Although most of the opportunity is online, Iliffe said he wants to continue using his company’s own printing press and the publisher “will continue to produce paper for as long as people wish to buy it”, although he added that the method of distribution is not the most important factor.
Digital payment models
Iliffe has experimented with micropayments for articles but said it was “quite difficult and not hugely successful at this stage”, an experience that has been echoed at the likes of Reach and Archant.
Instead, he plans to keep his titles’ websites free and focus on building Iliffe Media’s paid-for app (currently £4.99 per month).
This features daily local content that doesn’t appear on its websites, a national news service from PA, and page-turning replicas of its printed titles.
Iliffe said: “The one thing that we’re perhaps doing slightly differently to others at this stage is we have one app for all of our titles rather than an app per title, for one payment.
“You’ll be able to read… anything from Cambridge to Kent to New Milton or Stratford. In reality, very few people will read all of that because most people are interested in their own locality, but given we produce the content anyway, to produce it on one app is not a cost issue, in fact it’s possibly a cost saving.”
Iliffe said he did not think there was a need for website paywalls “while we have an app, which, in effect, is the online paid product”.

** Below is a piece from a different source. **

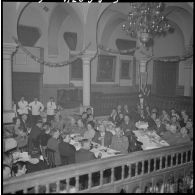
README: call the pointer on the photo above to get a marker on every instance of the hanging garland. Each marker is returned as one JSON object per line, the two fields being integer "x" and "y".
{"x": 162, "y": 59}
{"x": 51, "y": 64}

“We can develop that to quite a high degree, it’s better for us to have it in an app environment rather than a web environment because you have better knowledge and you can build up a better relationship with the customer. There’s more interaction possible.”
He pointed to national newspapers that had been “able to adopt payment subscription models which are beginning to yield” – the Times, Financial Times and Telegraph are all building subscription revenues – and said: “…therein lies an opportunity for us to follow along and engage on that basis.”
The titles bought jointly by Iliffe and the Fowlers have kept their day-to-day local editorial leadership and will receive individual investment, but have been brought under the umbrella of Iliffe Media where cost savings are possible behind the scenes.
In recent years Iliffe Media has also expanded with its 2017 buyout of Kent’s KM Group, the purchase of 13 JPI Media titles in December 2016 and the launch of its own new titles such as the Cambridge Independent and Bishop’s Stortford Independent.
Iliffe Media now owns almost 30 newspaper titles, plus several regional magazine titles, not including the consortium with the Fowlers.
Asked where he hopes to see his titles in five years, Iliffe said: “I’d like to hope they’re all still going. We’d like our circulations to be where we are today and plus some, but that circulation could be online, paid-for online as well as in print…”
He added: “I think there’s quite a lot of evidence out there across the generations where the concept of buying a subscription is becoming less unusual – Spotify, Netflix, although God knows how many services people seem to have at home for TV, but I think there is a finite number people can legitimately sign up for….
“The titles will still be branded as they are to maintain the heritage and I’d like to think trust in the media will go up and people will engage as they once did, and social media will seem to be of limited use apart from of slight entertainment value.”